Un retour à la compétition chez certains, abandon pour d’autres

Face à cette situation, certains fabricants ont décidé de prendre des mesures pour ne pas se laisser complètement dépasser par la situation, tandis que d’autres ont tout simplement choisi d’abandonner. Intel par exemple, après avoir raté le passage vers les tablettes et smartphones, a décidé de payer les constructeurs pour qu’ils utilisent ses puces. Face à la concurrence de sociétés telles que Nvidia ou encore Qualcomm, Intel a choisi cette solution pour se maintenir dans la course. Avec un milliard de pertes en trois mois pour un chiffre d’affaires de 1 million de dollars, il compte fidéliser ses clients grâce à la qualité de ses puces. Microsoft a opté de son côté pour une solution assez similaire.

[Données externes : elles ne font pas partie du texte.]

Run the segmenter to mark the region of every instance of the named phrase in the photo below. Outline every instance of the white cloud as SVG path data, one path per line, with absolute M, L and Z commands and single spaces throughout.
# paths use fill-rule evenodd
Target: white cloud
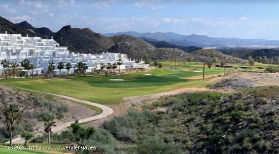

Il a en effet réduit les prix de Windows 8 pour les fabricants de PC à condition que ceux-ci intègrent Bing comme moteur de recherche par défaut dans leurs ordinateurs de moins de 300€. Microsoft espère ainsi freiner l’avancée de Chrome Os, le système d’exploitation de Google, qui tend à lui ravir le marché des ordinateurs de moins de 300 euros. Et apparemment, cela marche puisque selon les fabricants, cette stratégie freine les Chromebook. Mais tous les fabricants ne désirent pas rester dans la course. Certains décident d’abandonner tout simplement. Ainsi, HP s’est séparée de sa branche PC, tout comme Samsung et Sony. IBM fait également de même. Après avoir vendu ses Pc et ses serveurs légers à Lenovo, il a versé 1.5 milliard de dollars à la Global Foundries pour que celle-ci le débarrasse de ses usines de fabrication de microprocesseurs.

Une nécessité d’ouverture vers d’autres segments

Pour améliorer leurs résultats, de nombreux constructeurs décident de se diversifier. Ils se tournent notamment vers ce qui marche le plus actuellement, les tablettes et les smartphones. Ainsi, Sony et Samsung ont renoncé à fabriquer des PC pour mieux pouvoir se concentrer sur les tablettes, les mobiles et les Chromebook. Même le numéro 1 mondial du Pc, Lenovo abandonne ce dernier. Il préfère en effet se concentrer sur les « PC plus » qui ne sont en fait rien d’autre que des tablettes et des smartphones. Même son de cloche chez Acer qui a ajouté à sa gamme de produits les smartphones, tablettes et autres produits connectés.